Here are some of the critical changes in the proposal of AIFMD II relevant for Alternative Investment Fund Managers (AIFMs).
- New Addition to Ancillary Services
The Commission has proposed to extend the list of authorized ancillary services to include credit servicing and benchmark administration and improve the efficiency of AIFM activities.
- Increased Examination of Delegation Arrangements
National Competent Authorities (NCAs) will notify the European Securities and Market Authorities (ESMA) if an AIFM delegates more of AIF’s portfolio and risk management activities to entities located in third countries than it manages in-house.

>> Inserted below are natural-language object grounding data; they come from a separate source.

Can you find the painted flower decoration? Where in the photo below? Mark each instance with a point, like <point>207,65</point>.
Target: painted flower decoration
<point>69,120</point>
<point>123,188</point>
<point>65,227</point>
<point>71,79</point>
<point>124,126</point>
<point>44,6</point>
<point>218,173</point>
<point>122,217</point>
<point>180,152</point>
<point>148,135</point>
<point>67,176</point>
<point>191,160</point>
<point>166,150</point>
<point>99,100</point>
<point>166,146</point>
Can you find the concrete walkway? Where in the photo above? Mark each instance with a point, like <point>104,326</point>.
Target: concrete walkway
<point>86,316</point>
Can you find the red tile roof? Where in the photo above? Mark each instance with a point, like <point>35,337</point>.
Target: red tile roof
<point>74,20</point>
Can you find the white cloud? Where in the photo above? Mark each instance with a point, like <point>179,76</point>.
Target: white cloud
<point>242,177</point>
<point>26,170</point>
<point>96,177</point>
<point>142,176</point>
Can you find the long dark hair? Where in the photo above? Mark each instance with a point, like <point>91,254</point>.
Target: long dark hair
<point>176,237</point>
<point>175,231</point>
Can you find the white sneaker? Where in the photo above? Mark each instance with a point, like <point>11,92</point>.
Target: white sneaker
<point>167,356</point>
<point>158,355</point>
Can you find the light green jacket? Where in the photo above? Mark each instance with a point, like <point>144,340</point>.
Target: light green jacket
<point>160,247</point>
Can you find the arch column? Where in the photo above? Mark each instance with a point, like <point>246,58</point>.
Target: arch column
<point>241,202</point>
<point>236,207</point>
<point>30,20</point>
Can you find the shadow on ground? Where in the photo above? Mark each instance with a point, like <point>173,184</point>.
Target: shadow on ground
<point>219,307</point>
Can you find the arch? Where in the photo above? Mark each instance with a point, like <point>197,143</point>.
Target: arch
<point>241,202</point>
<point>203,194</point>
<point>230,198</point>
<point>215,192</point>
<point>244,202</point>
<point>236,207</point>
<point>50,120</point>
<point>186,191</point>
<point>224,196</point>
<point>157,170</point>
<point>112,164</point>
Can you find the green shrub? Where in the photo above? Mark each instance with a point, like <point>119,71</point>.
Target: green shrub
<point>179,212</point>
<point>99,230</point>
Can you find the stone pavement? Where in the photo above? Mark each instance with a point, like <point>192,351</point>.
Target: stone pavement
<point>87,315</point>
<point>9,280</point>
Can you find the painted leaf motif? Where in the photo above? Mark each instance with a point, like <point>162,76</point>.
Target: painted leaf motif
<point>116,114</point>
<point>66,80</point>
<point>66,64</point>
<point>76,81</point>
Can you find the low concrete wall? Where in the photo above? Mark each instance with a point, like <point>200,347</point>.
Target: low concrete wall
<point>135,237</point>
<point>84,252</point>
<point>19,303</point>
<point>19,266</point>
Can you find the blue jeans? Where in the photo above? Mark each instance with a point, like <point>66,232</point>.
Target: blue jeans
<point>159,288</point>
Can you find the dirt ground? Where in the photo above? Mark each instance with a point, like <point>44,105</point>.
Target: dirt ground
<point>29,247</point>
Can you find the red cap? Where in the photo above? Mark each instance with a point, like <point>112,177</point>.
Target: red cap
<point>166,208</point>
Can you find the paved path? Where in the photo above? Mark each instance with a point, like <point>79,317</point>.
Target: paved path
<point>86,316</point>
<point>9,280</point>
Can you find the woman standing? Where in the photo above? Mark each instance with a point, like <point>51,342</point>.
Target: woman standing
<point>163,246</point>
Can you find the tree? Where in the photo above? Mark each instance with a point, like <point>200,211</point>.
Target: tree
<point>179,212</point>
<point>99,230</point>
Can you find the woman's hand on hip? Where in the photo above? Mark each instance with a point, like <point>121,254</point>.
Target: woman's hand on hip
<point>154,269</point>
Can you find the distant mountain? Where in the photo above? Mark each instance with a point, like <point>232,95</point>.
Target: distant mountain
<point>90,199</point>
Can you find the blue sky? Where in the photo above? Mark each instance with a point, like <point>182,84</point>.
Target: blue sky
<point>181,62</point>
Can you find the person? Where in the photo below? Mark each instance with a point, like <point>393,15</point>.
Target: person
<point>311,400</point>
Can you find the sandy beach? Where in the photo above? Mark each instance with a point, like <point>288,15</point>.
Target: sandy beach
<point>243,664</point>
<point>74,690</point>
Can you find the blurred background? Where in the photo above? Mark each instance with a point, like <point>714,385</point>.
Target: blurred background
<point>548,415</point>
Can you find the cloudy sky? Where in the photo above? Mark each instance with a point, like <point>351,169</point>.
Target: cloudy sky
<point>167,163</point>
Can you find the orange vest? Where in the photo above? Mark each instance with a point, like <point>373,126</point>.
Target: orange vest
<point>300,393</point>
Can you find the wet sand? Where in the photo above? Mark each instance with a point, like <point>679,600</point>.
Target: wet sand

- Liquidity Management Tools (LMT)
In times of market stress and liquidity pressures, AIFMs managing open-ended AIFs will be permitted to select at least one liquidity management tool (from the harmonized list set out in a new Annex V) in the AIF’s investors’ interest. In addition, the AIFMs must notify the competent authority regarding the activation and deactivation of an LMT.
- Reporting Requirements
The reporting template for AIFMs will be modified to avoid duplicate reporting requirements under European Union and national legislation. ESMA will develop Regulatory Technical Standards (RTS) that set out the content, procedure, and forms to standardize the supervisory reporting process.
- Disclosure Requirements to the Investors
Article 23 AIFMD will require additional disclosure to investors, including:-
- Conditions and possibilities of using LMTs
- Fees that are borne by AIFMs or their affiliates
- The portfolio composition of originated loans
- All direct and indirect fees that were allocated directly or indirectly to the AIF or its investments (quarterly)
- Any parent company or subsidiary established regarding the AIF’s investment by the AIFM, AIFM’s direct or indirect affiliates, or AIFM’s staff (quarterly)
- Amending Depository Regime
Central Securities Depositories (CSDs) will be included in the custody chain when providing custody services to AIFs. Why? To ensure a consistent and stable information flow between the AIF’s asset’s custodian and the depositary in all cases. Depositories will not be required to perform ex-ante due diligence when they intend to delegate custody to CSDs due to the already stringent sectorial requirements for authorized CSDs.
- No Passport to Market Non-EU AIFs by EU AIFMs
Artice 36 AIFMD states new requirements for EU AIFMs to market non-EU AIFs without a passport in the individual Member States, which include:-
- The third country where the non-EU AIF is established is not on the EU list of non-cooperative jurisdictions for tax purposes.
- According to the latest European laws regarding money laundering, the third country is not identified as a high-risk country.
- The third country has signed a qualifying agreement of information exchange related to tax matters with the home Member State of EU AIFM and the Member States where the marketing occurs.
- New Rules for Loan Originating
The European Commission proposed forming standard rules for loan originating AIFs to ensure a consistent level of investor protection. Moreover, AIFs will be enabled to extend loans anywhere in the European Union, including across borders. It will harmonize the rules to manage risk better in the financial markets and improve transparency for investors. AIFMs managing AIFs, engaging in lending activities will need to impose effective policies and procedures for assessing credit risk, granting loans, and monitoring their credit portfolios.
Annex IV Reporting
ESMA will develop a new RTS reflecting changes in the Annex IV reporting template that will require an AIFM to report concerning all instruments, markets, and exposures. The proposal opposes the current reporting standards of “main” or “primary” instruments, markets, and exposures.